As a consequence, companies are being discouraged to take legal actions in a different jurisdiction, as they face high fines and therefore are pushed to negotiate below-market rates licencing agreements with the Chinese companies. 

For this reason, the EU has taken this first step of dispute settlement consultations before the WTO, on the grounds that China is not complying with the WTO Agreement on Trade-Related Aspects of Intellectual Property Rights (TRIPS).

Through this dispute settlement mechanisms, the EU expects to refrain this practice allowing Chinese companies to “benefit from cheaper or even free access to European technology”. 

Full article available here


ANDORRA (T‑806/19)

Fresh from yesterday, the General Court of the European Union has issued a judgment, rejecting the appeal raised by the Government of Andorra for the registration of the figurative mark with word elements “Andorra”. 

The appellant filed back in 2017, an application to register their sign as a EUTM at the EUIPO, designating goods and services from several classes: class 16 (photographs), class 34 (tobacco), class 36 (banking and real estate services), class 39 (travel arrangement), class 41 (among others teaching; publication of books) and class 44 (beauty services). 

Both the examiner and at a later stage the Boards of Appeal (BoA) refused the EUTM application pursuant article 7.1.b) and c) (absolute ground for refusal), as considered that the term “Andorra” was devoid of any distinctive character and simply described the geographical origin of those goods and services.

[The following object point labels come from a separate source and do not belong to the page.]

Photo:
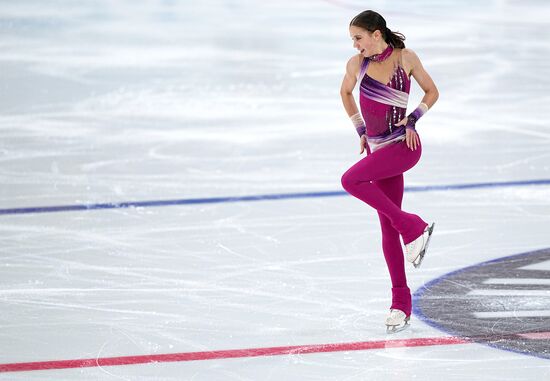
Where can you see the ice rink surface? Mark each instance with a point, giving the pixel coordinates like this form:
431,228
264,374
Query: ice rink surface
159,103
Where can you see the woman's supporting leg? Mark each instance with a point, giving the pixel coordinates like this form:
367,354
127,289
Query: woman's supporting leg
393,188
386,162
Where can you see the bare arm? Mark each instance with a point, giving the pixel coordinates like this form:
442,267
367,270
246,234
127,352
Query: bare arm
422,77
348,84
353,68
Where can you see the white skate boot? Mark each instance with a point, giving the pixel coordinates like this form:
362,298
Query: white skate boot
417,248
396,321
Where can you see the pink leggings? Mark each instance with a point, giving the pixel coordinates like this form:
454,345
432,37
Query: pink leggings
377,179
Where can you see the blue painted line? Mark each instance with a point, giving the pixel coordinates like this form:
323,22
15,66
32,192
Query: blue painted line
213,200
419,294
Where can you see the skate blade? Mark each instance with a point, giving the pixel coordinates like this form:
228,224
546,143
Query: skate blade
418,260
390,329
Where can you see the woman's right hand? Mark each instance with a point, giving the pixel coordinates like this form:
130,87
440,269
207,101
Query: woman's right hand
363,143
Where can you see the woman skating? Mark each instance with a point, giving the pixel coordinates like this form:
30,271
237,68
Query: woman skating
383,69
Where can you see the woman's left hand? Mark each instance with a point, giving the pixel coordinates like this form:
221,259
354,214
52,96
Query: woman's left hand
411,136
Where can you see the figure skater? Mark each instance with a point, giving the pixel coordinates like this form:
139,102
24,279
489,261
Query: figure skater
383,69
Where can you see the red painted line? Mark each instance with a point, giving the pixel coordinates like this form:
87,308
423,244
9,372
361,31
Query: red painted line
232,353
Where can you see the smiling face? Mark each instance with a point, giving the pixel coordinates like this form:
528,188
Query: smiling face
365,42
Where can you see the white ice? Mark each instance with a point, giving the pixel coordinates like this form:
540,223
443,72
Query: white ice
110,101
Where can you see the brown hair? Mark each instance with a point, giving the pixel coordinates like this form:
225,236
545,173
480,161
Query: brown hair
372,21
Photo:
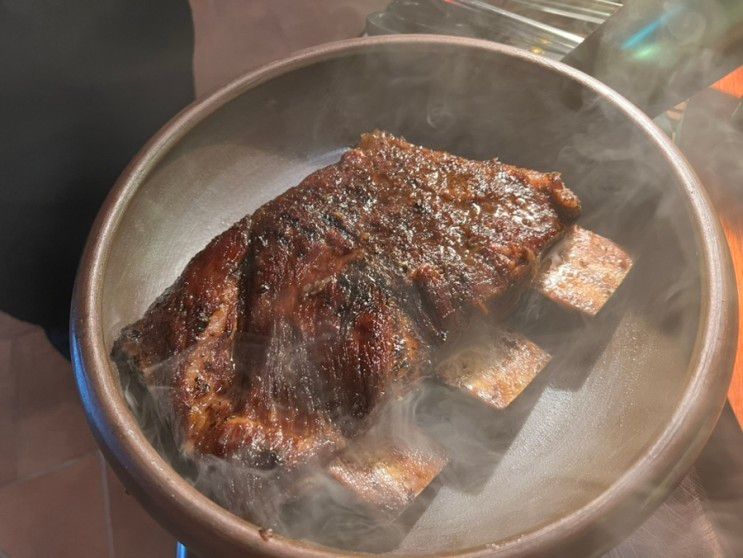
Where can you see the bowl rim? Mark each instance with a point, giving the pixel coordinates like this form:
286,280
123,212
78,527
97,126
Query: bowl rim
177,504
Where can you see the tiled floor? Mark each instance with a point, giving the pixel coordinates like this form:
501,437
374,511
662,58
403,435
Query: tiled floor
58,498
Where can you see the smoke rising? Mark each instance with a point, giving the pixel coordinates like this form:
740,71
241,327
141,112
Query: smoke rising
560,444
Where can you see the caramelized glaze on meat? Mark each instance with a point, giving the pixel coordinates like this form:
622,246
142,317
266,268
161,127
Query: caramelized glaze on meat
287,332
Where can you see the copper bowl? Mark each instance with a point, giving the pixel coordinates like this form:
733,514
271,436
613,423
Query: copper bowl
603,442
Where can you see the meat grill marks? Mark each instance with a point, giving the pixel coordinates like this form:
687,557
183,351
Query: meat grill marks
289,331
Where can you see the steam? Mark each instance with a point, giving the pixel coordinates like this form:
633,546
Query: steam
649,324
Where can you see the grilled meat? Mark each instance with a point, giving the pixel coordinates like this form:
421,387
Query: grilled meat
289,330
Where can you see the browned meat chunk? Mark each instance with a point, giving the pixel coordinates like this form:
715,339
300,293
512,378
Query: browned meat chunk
286,333
495,371
583,271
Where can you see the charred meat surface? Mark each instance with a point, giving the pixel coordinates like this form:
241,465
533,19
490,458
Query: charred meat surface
289,330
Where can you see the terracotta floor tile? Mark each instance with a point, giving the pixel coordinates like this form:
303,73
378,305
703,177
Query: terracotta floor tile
7,415
60,514
51,426
135,533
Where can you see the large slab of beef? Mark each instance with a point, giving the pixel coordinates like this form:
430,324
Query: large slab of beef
288,331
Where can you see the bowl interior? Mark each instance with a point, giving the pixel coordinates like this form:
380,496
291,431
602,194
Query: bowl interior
615,380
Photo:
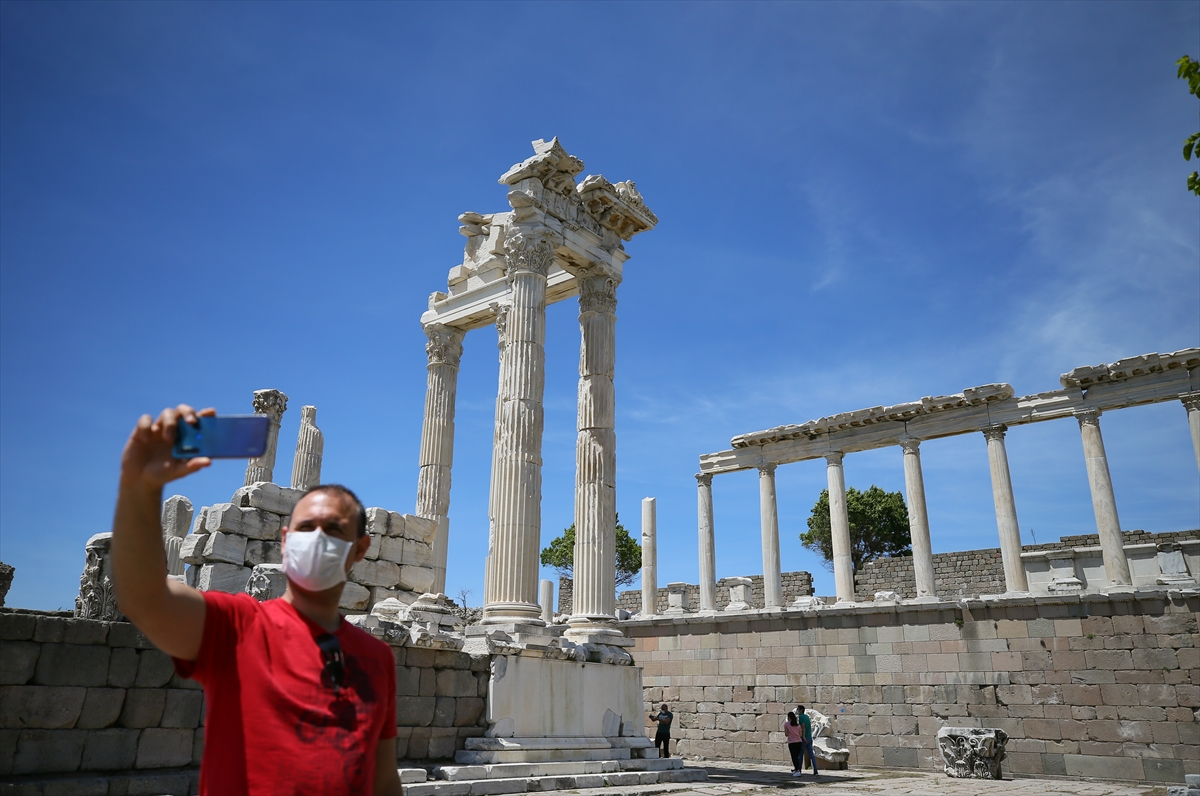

Therefore, the relevant public would perceive the sign as a designation of the geographical origin of the goods and services in question, or the place where those services are provided.

The Government of Andorra lodged an appeal against this decision before the General Court (GC), arguing that the figurative sign Andorra was distinctive, as there was not relevant link between the goods/ services and the sign, for the relevant public to consider that “Andorra” indicated a geographical origin. 

The GC, after having analysed the descriptive character of the sign in relation to the goods and services, upheld BoA’s arguments. The Court confirmed that the sign “Andorra” had a sufficient relation to the designated goods and services, to enable the relevant public to perceive immediately, a description of the goods and services in question in the sign. For this reason, the sign was not suitable to perform the essential function of the trade mark, as to identify the commercial origin of the goods. Moreover, trade marks grant a monopoly for the right holder for a very long time, hence signs consisting in a geographical term need to be freely used by everyone for a matter of public interest, and thus cannot be registered. 

Therefore, the appeal was dismissed and the Government of Andorra couldn’t succeed in registering the figurative sign sought.